As letras giram em torno de uma ideia simples: pare de pensar, confie em si mesmo, mova-se. Os versos em coreano adicionam mais granulação, tocando em teimosia, confiança e seguir em frente mesmo quando as coisas estão complexas. As linhas em inglês funcionam mais como ritmo do que como narrativa, o que combina com o clima da faixa. Não é uma música que tenta revelar uma grande mensagem – ela empurra você para o momento presente.

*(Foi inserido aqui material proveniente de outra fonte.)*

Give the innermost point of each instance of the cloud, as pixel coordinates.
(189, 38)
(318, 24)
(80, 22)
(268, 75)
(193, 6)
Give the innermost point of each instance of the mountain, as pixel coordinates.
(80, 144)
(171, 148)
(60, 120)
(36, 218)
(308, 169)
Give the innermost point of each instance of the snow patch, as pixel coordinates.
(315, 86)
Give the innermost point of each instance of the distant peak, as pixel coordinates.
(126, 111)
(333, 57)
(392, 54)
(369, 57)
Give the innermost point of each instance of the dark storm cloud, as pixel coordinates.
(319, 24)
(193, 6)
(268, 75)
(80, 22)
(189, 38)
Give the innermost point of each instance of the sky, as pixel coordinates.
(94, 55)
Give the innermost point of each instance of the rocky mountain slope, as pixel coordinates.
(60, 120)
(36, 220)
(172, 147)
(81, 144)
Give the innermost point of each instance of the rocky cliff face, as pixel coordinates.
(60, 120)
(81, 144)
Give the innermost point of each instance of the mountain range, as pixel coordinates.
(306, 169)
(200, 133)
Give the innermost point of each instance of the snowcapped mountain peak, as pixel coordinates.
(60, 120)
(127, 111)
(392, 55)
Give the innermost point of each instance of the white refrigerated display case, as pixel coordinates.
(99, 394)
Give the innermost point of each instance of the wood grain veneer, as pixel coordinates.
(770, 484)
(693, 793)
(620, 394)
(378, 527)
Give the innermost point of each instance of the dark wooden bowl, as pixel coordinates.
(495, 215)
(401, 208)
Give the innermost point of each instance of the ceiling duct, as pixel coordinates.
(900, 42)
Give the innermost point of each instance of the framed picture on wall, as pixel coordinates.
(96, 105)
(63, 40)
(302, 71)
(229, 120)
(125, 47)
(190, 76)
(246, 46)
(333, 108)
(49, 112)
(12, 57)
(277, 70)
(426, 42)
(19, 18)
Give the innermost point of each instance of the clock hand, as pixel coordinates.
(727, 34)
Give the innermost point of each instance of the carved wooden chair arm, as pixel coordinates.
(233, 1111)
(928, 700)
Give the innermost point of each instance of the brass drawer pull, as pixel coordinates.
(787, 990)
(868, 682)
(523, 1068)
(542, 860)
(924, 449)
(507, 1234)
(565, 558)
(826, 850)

A produção se revela aos poucos. Em alto-falantes comuns, a faixa pode soar quase excessivamente contida. Fones de ouvido mudam tudo. A linha de baixo fica baixa e quente, quase como um pulso. A percussão atravessa a mixagem sem chamar atenção para si. Há um eco sutil escondido atrás de certas frases, e a forma como o pré-refrão derrete no hook tem a suavidade de água escorrendo sobre pedra. Não é um arranjo grande e dramático – é algo em que você se afunda. Por isso tantos ouvintes disseram que a faixa encaixou no segundo ou terceiro play: ela recompensa atenção em vez de exigí-la.

 

Se há um ponto a reclamar, é a duração. A música termina justamente quando parece que vai decolar. Uma reviravolta final no último refrão – uma nova harmonia, uma pequena variação na batida – teria dado uma sensação de chegada. Do jeito que está, o final parece alguém fechando a porta suavemente em vez de batendo-a. Ainda assim, a estrutura funciona; só deixa a vontade por aquele empurrãozinho final.

 

O lado visual preenche parte desse espaço. No MV carregado de CGI, cada membro tem momentos solo adequados, cenários individuais e enquadramentos em que a câmera realmente fica parada tempo suficiente para apreciar suas expressões. É limpo da melhor forma: sem frescuras, direto, agradável aos olhos. A única desconexão real é o teaser, que insinuava algo incrivelmente mais sombrio e teatral do que o resultado final. “Do It” não é sombria; é mais um brilho frio, tipo néon refletindo no asfalto molhado. Mas o styling, o ritmo e o foco na presença do grupo ajudam a vender o clima mais relaxado da faixa.

 

O que torna “Do It” interessante é o quão firmemente ela se assenta no meio da identidade do Stray Kids. Não é uma guinada à esquerda, mas também não é um reescalonamento do que já fizeram. Tem a granulação dos trabalhos anteriores sem o ruído, a confiança dos sucessos recentes sem a pressão de ser maior. Em vez de tentar superar o passado, eles mudam a moldura e deixam o instinto mandar. E essa escolha compensa.

 

É fácil entender por que tantos fãs estão chamando esta de sua faixa-title favorita há um tempo. É controlada, mas não rígida. Relaxada, mas não preguiçosa. Curta, mas completa. E sugere um espaço que Stray Kids ainda não exploraram totalmente – onde clima e tom fazem tanto trabalho quanto volume e velocidade.

 

Se “Chk Chk Boom” foi a faísca no catálogo deles que mostrou o quão ousada uma faixa guiada por groove do Stray Kids pode ser, “Do It” é a chama de vela que continua – menor na superfície, mas mais duradoura. E às vezes esse tipo de queima lenta acerta ainda mais forte.